Les données de mars « pas suffisantes » pour modifier la déclaration

Le message plus récent de Kashkari est que les données d'inflation et de croissance de mars, bien que non alarmantes, ne sont pas suffisamment solides pour justifier une modification de la déclaration de politique générale ou des orientations de la Fed.

Dans des remarques rapportées par Jinshi, il a déclaré que les changements observés en mars n'étaient « pas suffisants » pour réviser la déclaration, une position qui s'aligne sur son insistance répétée sur le fait que les responsables ont besoin de « davantage de données » avant de décider s'il faut s'orienter davantage vers la lutte contre l'inflation ou le soutien au marché du travail.

Lors d'une apparition en janvier couverte par CNBC, Kashkari a soutenu que la politique était « assez proche d'une position neutre » et a averti que l'inflation restait « excessivement élevée », même si l'économie s'est montrée plus résiliente qu'il ne l'avait anticipé.

Cela l'a rendu réticent à promettre un assouplissement agressif, surtout avec le régime tarifaire du président Donald Trump et la flambée des prix du pétrole due à la guerre ajoutant une nouvelle incertitude aux perspectives d'inflation.

Surveiller les prix de l'énergie et le double mandat

Kashkari a souligné à plusieurs reprises les coûts de l'énergie comme un facteur déterminant.
S'exprimant lors d'un événement Bloomberg Invest à New York, il a déclaré que la question centrale est maintenant de savoir à quel point la hausse des prix du pétrole sera persistante et si elle ralentira de manière significative les progrès vers l'objectif d'inflation de 2 % de la Fed.

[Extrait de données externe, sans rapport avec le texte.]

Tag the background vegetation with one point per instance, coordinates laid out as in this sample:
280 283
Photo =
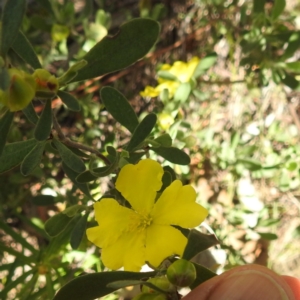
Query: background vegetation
237 118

Dans le même temps, il a souligné dans des interviews rapportées par Morningstar et Reuters que la Fed doit « surveiller les deux aspects de notre double mandat », avertissant que si les décideurs politiques maintiennent les taux trop élevés trop longtemps, ils risquent de causer des dommages inutiles à l'emploi.

Avant le dernier choc géopolitique, Kashkari a déclaré qu'il voyait l'inflation se situer dans la fourchette de 2,5 % à 3 % et s'attendait à ce qu'elle baisse, mais il a maintenant adopté une position explicitement dépendante des données, affirmant que la guerre a « obscurci » les perspectives politiques et qu'il est « trop tôt » pour savoir si la Fed pourra livrer en toute sécurité les baisses qu'il avait autrefois prévues pour 2026.